Recenzja książki: Świadek mimo woli

Recenzuje: Damian Kopeć

Młyny ludzkiego losu


Bari na południu Włoch. Czasy jak najbardziej współczesne. Mecenas Guido Guerrieri zmaga się z trudami życia zawodowego i osobistego. Cóż, naprawdę nigdy ich tak do końca nie można rozdzielić. Człowiek pozostaje sobą, co najwyżej w różnych momentach dnia zakłada kolejne mniej lub bardziej wygodne maski, starając się zagrać wyznaczoną sobie rolę najlepiej jak potrafi.

"Przed laty dość lubiłem swoją pracę. teraz jednak przyprawiała mnie o lekkie mdłości."

Nie inaczej jest z Guerrierim. Żona, dom, kolejne sprawy, klienci, pieniądze, schadzki z kochanką. Proste życie przeciętnego prawnika. No, może nie całkiem przeciętnego. Potrafi on przecież sprytnie znaleźć lukę w prawie, słabość w przedstawionych dowodach, niespójność w akcie oskarżenia, nieścisłości w mowie prokuratora. Wykorzystać to wszystko dla dobra klienta, a w ostatecznym rezultacie dla dobra własnego. W końcu praca to praca, a żyć z czegoś trzeba. Adwokat nawet się nie spostrzega kiedy jego ciasny świat zaczyna walić się gwałtownie, na łeb na szyję. Sara, żona, odchodzi. Ma już dosyć nudnego, przeciętnego życia ze stale zdradzającym ją ponurym, nieobecnym duchem facetem. Zamkniętym w sobie, przygnębionym, zapracowanym. Po prostu nudnym. Sara uważa, że mąż od dłuższego czasu traktuje ją jak idiotkę, a cały dotychczasowe wspólne życie zaczyna wydać się jej czasem bezpowrotnie straconym.

"Stopniowo znieczulałem emocje, pragnienia, pamięć, wszystko. Rok po roku."

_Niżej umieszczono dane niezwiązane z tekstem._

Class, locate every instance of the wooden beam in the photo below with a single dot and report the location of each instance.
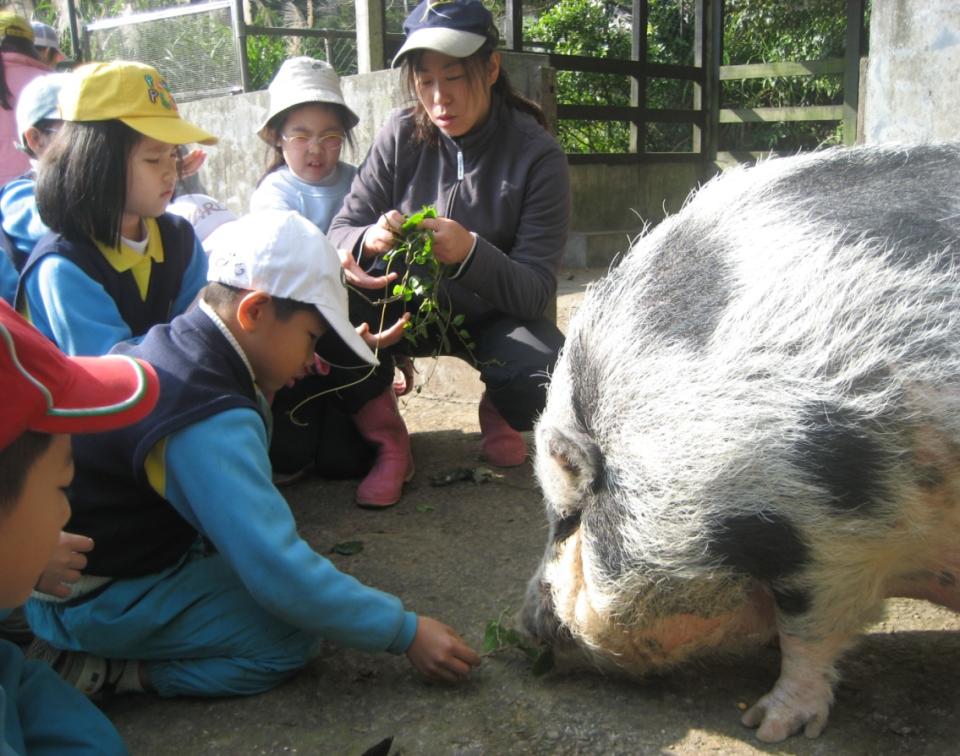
(772, 115)
(828, 66)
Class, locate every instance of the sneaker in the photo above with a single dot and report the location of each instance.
(15, 628)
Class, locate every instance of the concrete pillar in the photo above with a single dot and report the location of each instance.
(912, 71)
(370, 35)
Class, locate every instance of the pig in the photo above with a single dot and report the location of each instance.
(753, 429)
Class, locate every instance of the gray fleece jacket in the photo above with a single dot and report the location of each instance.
(512, 189)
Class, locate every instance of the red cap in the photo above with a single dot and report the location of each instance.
(41, 389)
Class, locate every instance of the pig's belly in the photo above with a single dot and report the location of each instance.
(683, 637)
(679, 638)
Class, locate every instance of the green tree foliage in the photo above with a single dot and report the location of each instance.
(770, 31)
(755, 31)
(598, 29)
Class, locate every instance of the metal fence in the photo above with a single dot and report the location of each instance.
(192, 45)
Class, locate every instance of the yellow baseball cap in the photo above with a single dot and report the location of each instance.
(133, 93)
(12, 25)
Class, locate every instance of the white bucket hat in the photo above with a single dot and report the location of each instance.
(300, 81)
(285, 255)
(37, 102)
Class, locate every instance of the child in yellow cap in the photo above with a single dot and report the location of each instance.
(116, 262)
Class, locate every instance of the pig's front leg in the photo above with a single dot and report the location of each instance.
(802, 695)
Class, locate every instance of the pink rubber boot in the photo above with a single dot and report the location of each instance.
(379, 422)
(502, 445)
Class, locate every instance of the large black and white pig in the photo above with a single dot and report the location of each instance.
(754, 427)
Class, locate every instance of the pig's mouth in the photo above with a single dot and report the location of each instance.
(566, 610)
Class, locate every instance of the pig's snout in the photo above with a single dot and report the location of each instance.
(538, 617)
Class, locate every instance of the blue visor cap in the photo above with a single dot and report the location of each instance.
(454, 27)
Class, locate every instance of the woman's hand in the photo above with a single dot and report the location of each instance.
(380, 238)
(64, 567)
(451, 241)
(386, 338)
(358, 277)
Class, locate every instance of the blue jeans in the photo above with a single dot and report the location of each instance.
(195, 625)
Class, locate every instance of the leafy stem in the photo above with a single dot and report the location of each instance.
(422, 274)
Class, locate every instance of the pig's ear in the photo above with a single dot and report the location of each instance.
(569, 467)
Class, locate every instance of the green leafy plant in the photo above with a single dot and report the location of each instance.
(421, 278)
(498, 637)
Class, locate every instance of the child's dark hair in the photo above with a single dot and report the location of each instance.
(13, 44)
(275, 126)
(82, 182)
(475, 67)
(219, 295)
(16, 460)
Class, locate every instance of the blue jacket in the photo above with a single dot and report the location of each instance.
(213, 470)
(73, 295)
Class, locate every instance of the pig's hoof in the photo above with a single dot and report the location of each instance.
(778, 718)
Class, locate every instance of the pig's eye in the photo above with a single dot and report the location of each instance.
(564, 528)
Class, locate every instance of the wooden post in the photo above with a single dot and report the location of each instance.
(513, 25)
(240, 40)
(78, 51)
(638, 85)
(851, 70)
(708, 51)
(370, 35)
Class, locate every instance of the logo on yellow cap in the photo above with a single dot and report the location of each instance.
(158, 91)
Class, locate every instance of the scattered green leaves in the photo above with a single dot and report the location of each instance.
(497, 637)
(347, 548)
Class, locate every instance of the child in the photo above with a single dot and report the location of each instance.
(45, 396)
(203, 585)
(306, 126)
(47, 42)
(38, 120)
(116, 264)
(19, 64)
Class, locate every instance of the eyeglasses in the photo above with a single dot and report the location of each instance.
(323, 141)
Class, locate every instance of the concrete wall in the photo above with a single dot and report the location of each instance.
(611, 203)
(912, 73)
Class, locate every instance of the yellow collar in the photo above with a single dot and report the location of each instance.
(122, 258)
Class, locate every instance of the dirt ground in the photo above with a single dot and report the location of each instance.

Monotonne, ale na swój sposób wygodne bo przewidywalne, niczym nie zaskakujące życie prawnika leży w gruzach. Osacza go za to depresja. Boi się wejść do windy, napadają go nagłe lęki, nie jest w stanie normalnie pracować, a funkcjonuje tylko siłą rozpędu i latami nabytych nawyków. Jest jeszcze młody, ma trzydzieści osiem lat, choć duchem wydaje się przedwcześnie postarzały.

"Dla adwokata jednak lepiej nie wiedzieć, co zrobił jego klient. Dzięki temu może być bardziej skuteczny, dokonać najlepszego wyboru, nie ulegając emocjom."

W tym całym życiowym zamieszaniu trafia mu się dziwna sprawa. Emigrant, Senegalczyk Thiam Abdou zostaje aresztowany i oskarżony o zabójstwo pewnego chłopca, mord ze szczególnym okrucieństwem. Proces jest poszlakowy. Abdou jest zupełnie zagubiony, a w więzieniu musi być chroniony jako przestępca z grupy narażonej na nienawiść i zemstę współwięźniów. Mecenas podejmuje się jego obrony, początkowo tak jak zwykle, dla pieniędzy, choć trochę może i ze zwykłej ludzkiej ciekawości. Czy ten ciemnoskóry nauczyciel handlujący podróbkami markowych wyrobów naprawdę dopuścił się tak okropnego czynu? Stopniowo ta sprawa staje się jednak dla niego odskocznią od dotychczasowego sposobu życia i pracy. Czy to spotykani ludzie, czy wydarzenia których doświadcza sprawiają, że coś się w nim przełamuje, zmienia. Powoli, mozolnie odkrywa w sobie coś, o czym już dawno zapomniał.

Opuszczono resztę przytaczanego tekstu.